The University of Dundee will spearhead CARDIATEAM, a £12 million initiative that aims to develop an early warning system with the potential to save thousands of lives every year.
The pan-European project will be led by Dundee researchers, with retinal photographs examined meticulously by state-of-the-art software in a bid to pinpoint potential health issues.

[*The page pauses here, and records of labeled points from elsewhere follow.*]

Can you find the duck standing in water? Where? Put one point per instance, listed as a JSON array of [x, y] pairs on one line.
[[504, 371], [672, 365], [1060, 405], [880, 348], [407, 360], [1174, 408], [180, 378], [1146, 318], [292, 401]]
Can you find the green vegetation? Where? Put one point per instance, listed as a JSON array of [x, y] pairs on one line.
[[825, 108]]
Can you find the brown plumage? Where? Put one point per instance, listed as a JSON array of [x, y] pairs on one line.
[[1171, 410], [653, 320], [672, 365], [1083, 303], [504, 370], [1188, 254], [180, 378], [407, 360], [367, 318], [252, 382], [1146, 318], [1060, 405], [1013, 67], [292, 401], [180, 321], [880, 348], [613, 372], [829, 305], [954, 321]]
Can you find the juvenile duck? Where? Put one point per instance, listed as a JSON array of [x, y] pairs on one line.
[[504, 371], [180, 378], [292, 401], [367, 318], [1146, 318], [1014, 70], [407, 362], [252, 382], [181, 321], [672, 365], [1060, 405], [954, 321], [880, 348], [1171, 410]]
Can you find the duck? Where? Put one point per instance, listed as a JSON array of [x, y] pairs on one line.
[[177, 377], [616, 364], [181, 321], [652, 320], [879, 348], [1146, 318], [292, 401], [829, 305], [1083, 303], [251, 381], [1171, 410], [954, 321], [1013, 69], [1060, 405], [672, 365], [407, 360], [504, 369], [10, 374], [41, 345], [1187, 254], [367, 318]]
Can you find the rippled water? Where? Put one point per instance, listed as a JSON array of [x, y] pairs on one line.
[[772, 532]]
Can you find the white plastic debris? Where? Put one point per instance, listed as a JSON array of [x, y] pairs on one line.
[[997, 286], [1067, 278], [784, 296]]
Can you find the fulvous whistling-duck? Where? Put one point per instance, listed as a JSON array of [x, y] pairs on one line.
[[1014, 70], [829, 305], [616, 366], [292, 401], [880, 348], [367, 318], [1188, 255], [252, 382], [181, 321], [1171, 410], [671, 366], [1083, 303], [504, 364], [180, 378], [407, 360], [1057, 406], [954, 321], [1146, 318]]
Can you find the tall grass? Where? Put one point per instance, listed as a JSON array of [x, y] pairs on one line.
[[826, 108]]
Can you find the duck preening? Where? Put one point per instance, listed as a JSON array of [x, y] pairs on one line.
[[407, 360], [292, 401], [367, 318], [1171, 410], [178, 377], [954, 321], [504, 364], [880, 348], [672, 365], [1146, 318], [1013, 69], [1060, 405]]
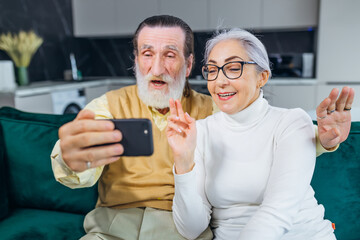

People living with diabetes are particularly susceptible to heart failure and Professor Chim Lang, the University’s Head of the Division of Molecular and Clinical Medicine, said that studying the eyes are crucial in identifying warning signs.
“This project is about developing a new way of predicting risk to a person’s health,” he said.
“People’s eyes change depending on their health, for instance if they are diabetic, but from one image we can evaluate huge amounts of valuable information. Even small changes in the size of a person’s blood vessels could give us critical knowledge about the health of their heart.
“Both diabetes and heart failure are dangerous, but together they are a lethal combination. The mechanisms of how these two conditions interact are not particularly well known and that is what this project is attempting to find out. If we know what the triggers are then we know how to treat it better.”
The British Heart Foundation estimates that more than half a million people are on their GP’s heart failure register with estimates showing that there are as many as 920,000 people living with the condition throughout the UK.
The CARDIATEAM initiative has been co-funded by the European Union and European Federation of Pharmaceutical Industries and Association. In total, 22 partners from across the continent are involved in the ambitious project.
Around 1600 volunteers will be recruited to supply retinal photographs that will be analysed with the revolutionary VAMPIRE retinal analysis software, developed by Dundee in conjunction with the University of Edinburgh.
“All diabetics receive retinal screening and the eyes are a window to our heart,” continued Professor Lang.
“With one image we receive lots of valuable information just by studying blood vessels, which is crucial to informing us about heart health.
“What happens in the eye is a reflection of what is happening throughout the rest of the body and if we can identify any warning signs before heart failure occurs then we could potentially save a huge number of lives.”